Hikuretari miidera kudaru haru-no
hito. (Kyootai)
Pada suatu sore hari, setelah
mengikuti acara musim semi di kuil Miidera yang terletak di bukit, orang-orang
menuruni jalan tangga menuju ke bawah.
Yo-no naka-wa mikka minuma-ni
sakura kana. (Ryoota)
Dunia ini dalam tempo tiga hari
saja sudah berubah banyak, ibarat pohon sakura, juga dalam tempo tiga hari
sudah memekarkan bunganya.
Hito koishi hi tomoshi koro-o
sakura chiru. (Shirao)
Pada suatu magrib, orang-orang
menyalakan lampu, terasalah hati kesal merindukan seseorang yang dekat, ibarat
melihat bunga sakura yang merontok.
Sukashi mite hoshi-ni samishiki
yanagi kana. (Chora)
Dari sela-sela dedaunan pohon
willow yang bergoyang-goyang, terlihat bintang-bintang di langit, terasalah
kesepian yang datang menyelubungi.
Haikai Pada Zaman Kaseiki (1804-1829)
Memasuki zaman Bunka (1804-1818) dan Bunsei (1818-1829),
penyebaran haikai makin meluas dan mencapai taraf yang sangat populer di
kalangan rakyat biasa. Namun, biarpun dari segi kuantitas, jumlahnya sangat
banyak sekali, tetapi dari segi kualitas, haikai pada waktu ini menurun, sehingga
secara keseluruhan bisa dikatakan tidak ada perkembangan lebih lanjut. Dalam
keadaan seperti ini, hanya ada seorang penyair yang bernama Kobayashi Issa yang
boleh dikatakan menonjol. Ia tidak terbawa oleh arus pada waktu itu dan
mengembangkan variasi khasnya tersendiri dengan mempergunakan bahasa rakyat
biasa dan dialek sehari-hari. Ia memasukkan unsur-unsur kehidupan sehari-hari
ke dalam gubahannya, sehingga haikai yang diciptakannya penuh dengan
penggambaran tentang manusia. Di antara sekian banyak karyanya terdapat
kumpulan haikainya yang bernama Oragaharu (musim semi-ku). Setelah itu, masih
ada lagi Chichi-no Shuuen Nikki (catatan harian tentang ayah menjelang ajalnya)

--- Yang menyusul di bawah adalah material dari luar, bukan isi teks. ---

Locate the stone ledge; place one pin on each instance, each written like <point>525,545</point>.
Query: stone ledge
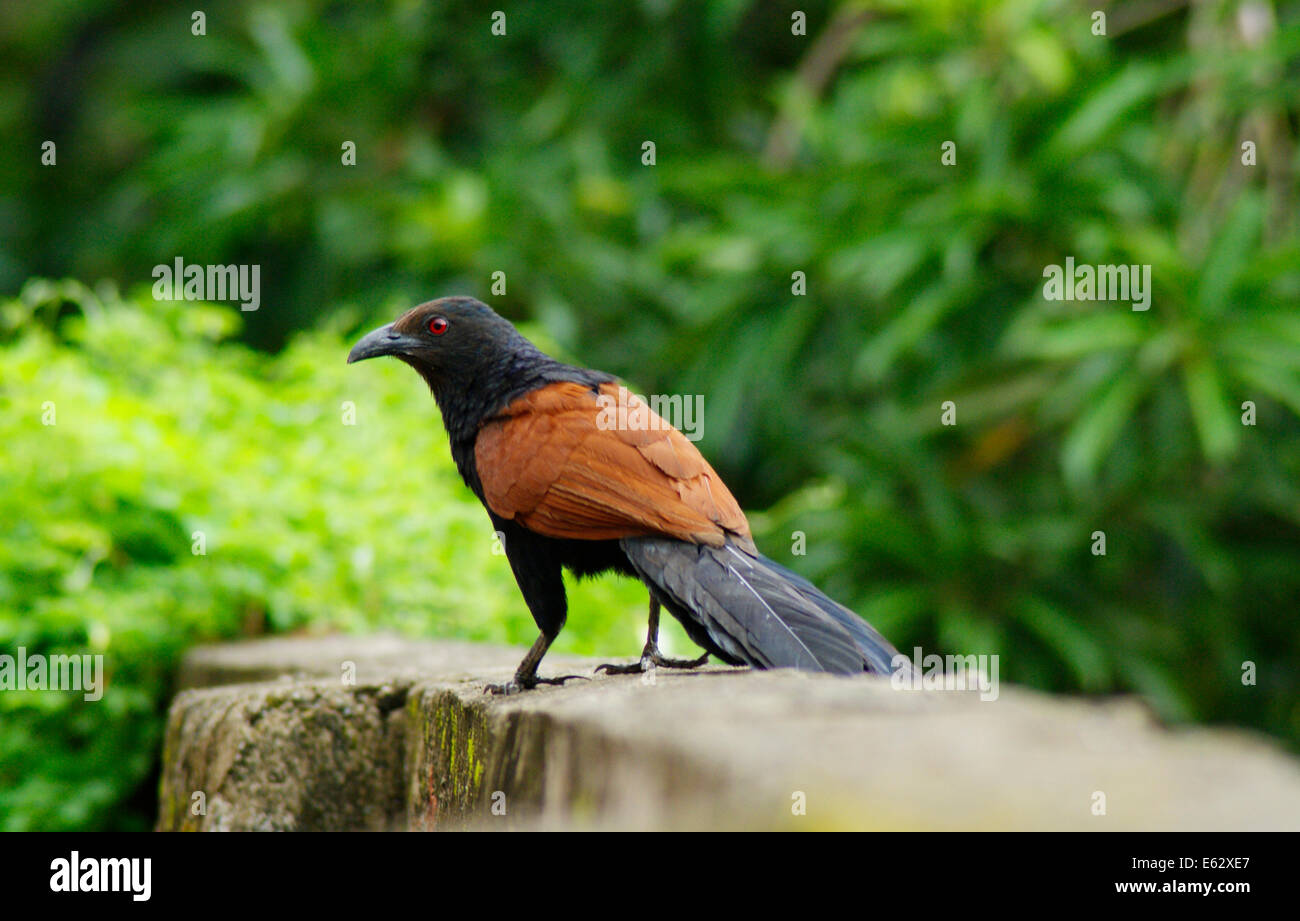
<point>415,743</point>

yang juga bernilai tinggi yang ditulisnya ketika ia merawat ayahnya yang sedang
sakit.
Contoh :
Yasegaeru makeru-na Issa kore-ni
ari.
Melihat dua ekor katak berkelahi,
aku berseru: “Hei! Katak yang kurus, janganlah kau sampai kalah, karena aku ada
di sisimu”.
Naku neko-ni akanme-o shite temari
kana.
Melihat kucing mengeong, aku
mengejeknya serta menakut-nakutinya seraya menepak-nepak bola.
Medetasa-mo chuukurai nari
oragaharu.
Melihat Tahun Baru tahun ini, aku
berada di tengah-tengah, tidak susah juga tidak senang, inilah hidupku.
Dengan demikian, haikai berkembang dari zaman ke zaman, makin
lama makin populer, sampai akhirnya menjadi kesusastraan rakyat dan tersebar di
seluruh negeri Jepang. Namun, di balik kepopulerannya itu, dari segi nilai
sastra, tidak sedikit haikai yang bermutu rendah. Dalam keadaan seperti ini,
haikai memasuki zaman berikutnya yang baru yaitu zaman Meiji.